Navya-Nyaya cannot be considered as formal logic in the sense of present times. It is an offshoot of the Nyaya system which was originally intended to be a comprehensive philosophy having an ontology of its own. The logical apparatus and the analysis of language developed by the Nyaya system were originally devised to lend support to this ontology. But the Nyaya techniques of drawing conclusions from given premises and the Nyaya way of analyzing language were borrowed by the other systems of Indian philosophy. This suggests that the Nyaya system has a formal core which is relatively, if not absolutely, independent of its ontological commitments and can be applied to entirely different contexts.

The system of Navya-Nyaya includes elements of both deductive and inductive logics, it was seriously concerned with the issue of empirical generalization and was concerned not only with the end-products of reasoning but also with the process of human reasoning.

There have been several attempts to understand Navya-Nyaya in modern terms, for example in terms of First-order Predicate Logic or Graph Theory, and at the same time short-comings of these approaches have also been pointed out.

In what sense, then, the term 'logic' may be applied to such an Indian system of philosophy? Bimal Krishna Matilal, to whose memory this conference is dedicated, a pioneer in this field of research, answered thus, " 'Logic' I shall here understand to be the systematic study of informal inference-patterns, the rules of debate, the identification of sound inference vis-à-vis sophistical arguments, and similar topics" (Introducing Indian Logic, in Indian Logic: A Reader ed. Jonardan Ganeri, Curzon Press, 2001, p.183). The main objective of his studying an ancient Indian system such as Navya-Nyaya was to explain its significance and relevance to modern discussions in the area called "philosophical logic". Issues in philosophical logic like those of ontological commitments, existence and truth are also addressed by Navya-Nyaya. This opens up the possibility of an interface between the approaches and conclusions of the different traditions.

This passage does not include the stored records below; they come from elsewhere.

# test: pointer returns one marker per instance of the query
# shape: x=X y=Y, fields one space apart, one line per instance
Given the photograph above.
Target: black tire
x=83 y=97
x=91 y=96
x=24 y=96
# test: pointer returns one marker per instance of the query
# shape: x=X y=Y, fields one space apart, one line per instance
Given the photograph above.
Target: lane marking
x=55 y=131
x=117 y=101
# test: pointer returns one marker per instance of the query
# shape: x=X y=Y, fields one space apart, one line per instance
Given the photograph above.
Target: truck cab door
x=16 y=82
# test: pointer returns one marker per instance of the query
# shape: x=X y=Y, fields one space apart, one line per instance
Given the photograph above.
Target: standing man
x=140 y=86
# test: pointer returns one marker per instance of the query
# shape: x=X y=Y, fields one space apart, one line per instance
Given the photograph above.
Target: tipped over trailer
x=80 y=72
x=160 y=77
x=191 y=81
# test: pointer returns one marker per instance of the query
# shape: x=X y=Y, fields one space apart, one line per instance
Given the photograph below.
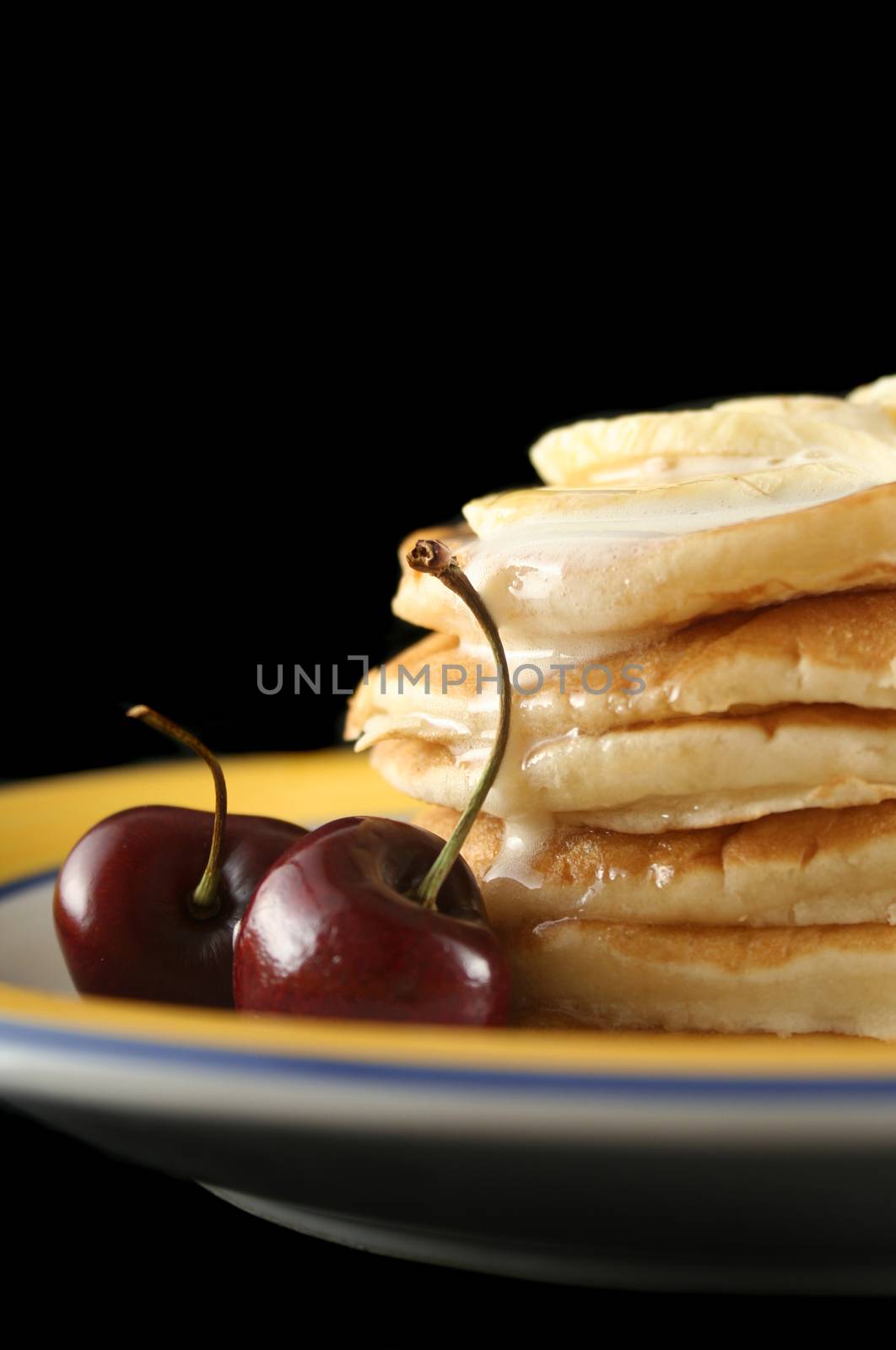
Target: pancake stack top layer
x=699 y=611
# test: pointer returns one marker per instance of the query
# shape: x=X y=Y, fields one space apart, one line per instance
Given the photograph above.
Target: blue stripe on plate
x=412 y=1075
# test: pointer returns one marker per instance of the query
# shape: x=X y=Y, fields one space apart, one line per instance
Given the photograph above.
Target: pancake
x=673 y=775
x=740 y=436
x=839 y=979
x=801 y=868
x=821 y=650
x=882 y=393
x=578 y=574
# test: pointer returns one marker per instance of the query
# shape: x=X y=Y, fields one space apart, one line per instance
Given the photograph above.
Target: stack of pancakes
x=694 y=827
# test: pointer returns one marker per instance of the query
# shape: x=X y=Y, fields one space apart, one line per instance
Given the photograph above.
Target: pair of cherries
x=360 y=918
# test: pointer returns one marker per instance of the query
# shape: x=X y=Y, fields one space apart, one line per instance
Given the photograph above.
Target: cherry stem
x=435 y=559
x=204 y=902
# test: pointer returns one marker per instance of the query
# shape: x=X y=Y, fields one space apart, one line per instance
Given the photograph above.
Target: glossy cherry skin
x=331 y=932
x=121 y=902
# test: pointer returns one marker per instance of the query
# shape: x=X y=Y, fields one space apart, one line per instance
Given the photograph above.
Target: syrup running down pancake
x=694 y=825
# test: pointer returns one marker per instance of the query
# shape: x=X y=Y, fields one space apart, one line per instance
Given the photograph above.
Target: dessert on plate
x=694 y=825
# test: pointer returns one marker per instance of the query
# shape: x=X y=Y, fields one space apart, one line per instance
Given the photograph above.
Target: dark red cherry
x=335 y=931
x=146 y=902
x=123 y=902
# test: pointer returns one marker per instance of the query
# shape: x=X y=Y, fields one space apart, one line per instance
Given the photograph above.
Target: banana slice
x=882 y=393
x=740 y=436
x=677 y=508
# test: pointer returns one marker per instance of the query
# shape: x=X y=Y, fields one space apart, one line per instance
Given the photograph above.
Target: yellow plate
x=42 y=820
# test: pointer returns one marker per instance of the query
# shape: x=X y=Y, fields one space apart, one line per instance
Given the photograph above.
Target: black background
x=222 y=458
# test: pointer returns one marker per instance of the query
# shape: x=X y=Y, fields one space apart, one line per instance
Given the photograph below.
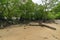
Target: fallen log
x=43 y=25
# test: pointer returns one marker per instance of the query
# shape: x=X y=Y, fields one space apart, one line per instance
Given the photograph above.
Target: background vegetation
x=14 y=11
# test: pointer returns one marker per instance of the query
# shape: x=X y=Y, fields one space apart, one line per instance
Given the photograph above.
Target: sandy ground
x=25 y=32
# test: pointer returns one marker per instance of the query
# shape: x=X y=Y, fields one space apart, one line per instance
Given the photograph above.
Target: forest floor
x=26 y=32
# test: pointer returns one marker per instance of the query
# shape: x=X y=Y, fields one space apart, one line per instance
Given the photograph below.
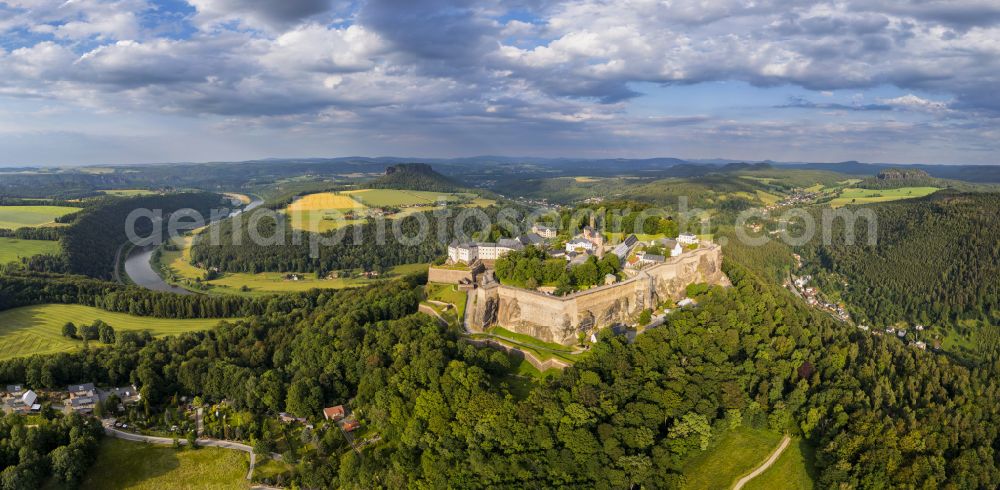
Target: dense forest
x=90 y=245
x=937 y=260
x=879 y=413
x=531 y=268
x=414 y=176
x=54 y=448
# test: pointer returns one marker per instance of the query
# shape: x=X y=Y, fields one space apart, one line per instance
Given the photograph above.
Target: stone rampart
x=562 y=318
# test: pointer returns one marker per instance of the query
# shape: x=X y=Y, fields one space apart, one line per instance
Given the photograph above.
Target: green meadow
x=14 y=217
x=13 y=249
x=37 y=329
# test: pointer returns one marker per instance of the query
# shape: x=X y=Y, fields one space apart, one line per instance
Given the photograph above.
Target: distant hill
x=895 y=178
x=937 y=260
x=414 y=176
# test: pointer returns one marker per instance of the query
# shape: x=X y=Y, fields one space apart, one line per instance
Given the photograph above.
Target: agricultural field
x=12 y=249
x=14 y=217
x=401 y=198
x=183 y=274
x=37 y=329
x=853 y=195
x=134 y=465
x=323 y=212
x=733 y=453
x=793 y=469
x=324 y=201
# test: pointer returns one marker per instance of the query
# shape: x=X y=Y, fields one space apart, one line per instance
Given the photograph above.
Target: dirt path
x=767 y=464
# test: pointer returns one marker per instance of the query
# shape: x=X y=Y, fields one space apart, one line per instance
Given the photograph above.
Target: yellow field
x=128 y=192
x=37 y=329
x=325 y=201
x=184 y=274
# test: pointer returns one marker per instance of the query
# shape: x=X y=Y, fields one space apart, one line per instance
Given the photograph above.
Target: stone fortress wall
x=561 y=319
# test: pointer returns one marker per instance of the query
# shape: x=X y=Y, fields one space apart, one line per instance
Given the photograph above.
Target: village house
x=82 y=398
x=531 y=239
x=579 y=244
x=623 y=249
x=334 y=413
x=20 y=402
x=350 y=425
x=545 y=232
x=687 y=239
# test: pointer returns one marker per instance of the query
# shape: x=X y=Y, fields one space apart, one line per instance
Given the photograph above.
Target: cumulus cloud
x=562 y=69
x=267 y=14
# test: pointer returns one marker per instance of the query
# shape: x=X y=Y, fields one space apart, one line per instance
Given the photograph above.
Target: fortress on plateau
x=560 y=319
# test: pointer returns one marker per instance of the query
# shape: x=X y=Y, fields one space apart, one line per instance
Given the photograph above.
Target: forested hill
x=90 y=244
x=937 y=259
x=414 y=176
x=879 y=413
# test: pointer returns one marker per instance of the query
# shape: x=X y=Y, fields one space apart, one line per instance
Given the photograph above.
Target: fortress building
x=562 y=318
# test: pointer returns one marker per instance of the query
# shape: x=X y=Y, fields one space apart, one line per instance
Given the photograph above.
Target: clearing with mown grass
x=733 y=454
x=128 y=192
x=13 y=249
x=793 y=469
x=14 y=217
x=853 y=195
x=37 y=329
x=135 y=465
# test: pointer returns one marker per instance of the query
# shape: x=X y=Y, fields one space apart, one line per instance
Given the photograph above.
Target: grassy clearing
x=448 y=293
x=37 y=329
x=183 y=273
x=732 y=454
x=128 y=192
x=14 y=217
x=12 y=249
x=140 y=466
x=541 y=349
x=271 y=469
x=853 y=195
x=794 y=469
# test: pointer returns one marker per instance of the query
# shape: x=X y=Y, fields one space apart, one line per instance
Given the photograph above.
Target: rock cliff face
x=561 y=319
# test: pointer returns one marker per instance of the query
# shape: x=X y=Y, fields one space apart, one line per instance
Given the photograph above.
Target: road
x=767 y=464
x=166 y=441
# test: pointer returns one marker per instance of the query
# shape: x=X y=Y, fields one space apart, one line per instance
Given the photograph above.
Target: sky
x=136 y=81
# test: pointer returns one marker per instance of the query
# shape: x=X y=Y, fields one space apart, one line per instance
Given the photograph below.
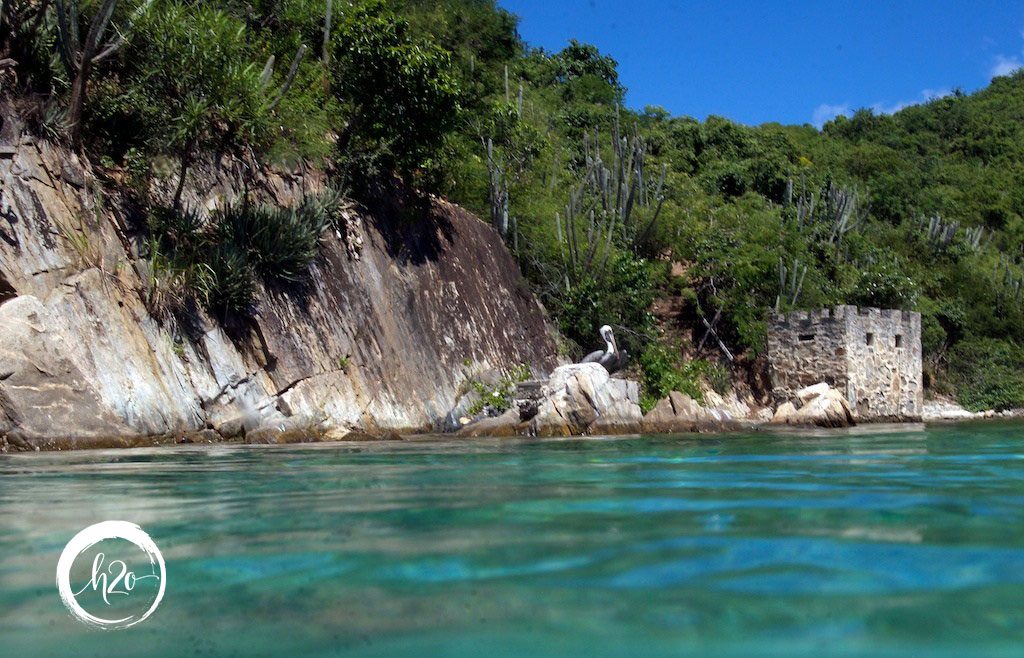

This conference is homage to Bimal Krishna Matilal who was one of the few thinkers who devoted major part of his philosophical career to initiating meaningful dialogues between the philosophical traditions of the East and the West.

One of the immediate occasions of holding this conference is the fifteenth commemoration of the untimely demise in 1991 of Bimal Krishna Matilal. The other immediate occasion is to hold a conference as a sequel of the First Indian Conference On Logic And Its Relationship With Other Disciplines from January 8 to 13, 2005 at the Indian Institute of Technology, Bombay. The conference devoted itself to modern as well as ancient Indian logics. It was an extremely successful International Conference in which it was proposed that the next one be held in Kolkata in 2007 and a logic school be held in between. Accordingly, an International winter school in logic was organized in January, 2006, at the same venue. Holding this conference in its conformity with the proposal taken at Bombay perfectly fits in achieving both the above mentioned objectives.

The present conference will address the following topics and related issues in a balanced manner:

  •  Navya-Nyaya and other Indian systems of logic and their relevance to modern times;
  •  Systems of formal logic;
  •  Issues in philosophical logic;
  •  Interface of modern and ancient Indian systems of logic;
  •  Applications of logic in various disciplines like philosophy, mathema.tics, computer science, information technology, methods in human reasoning (common sense reasoning, mental model theory relating reasoning and usability, resource implication such as use of working memory etc.); cognitive science and others
  •  Applications of Indian logic to information technology, formal semantics and linguistics.
  •  Any other topic relevant to the theme of the conference.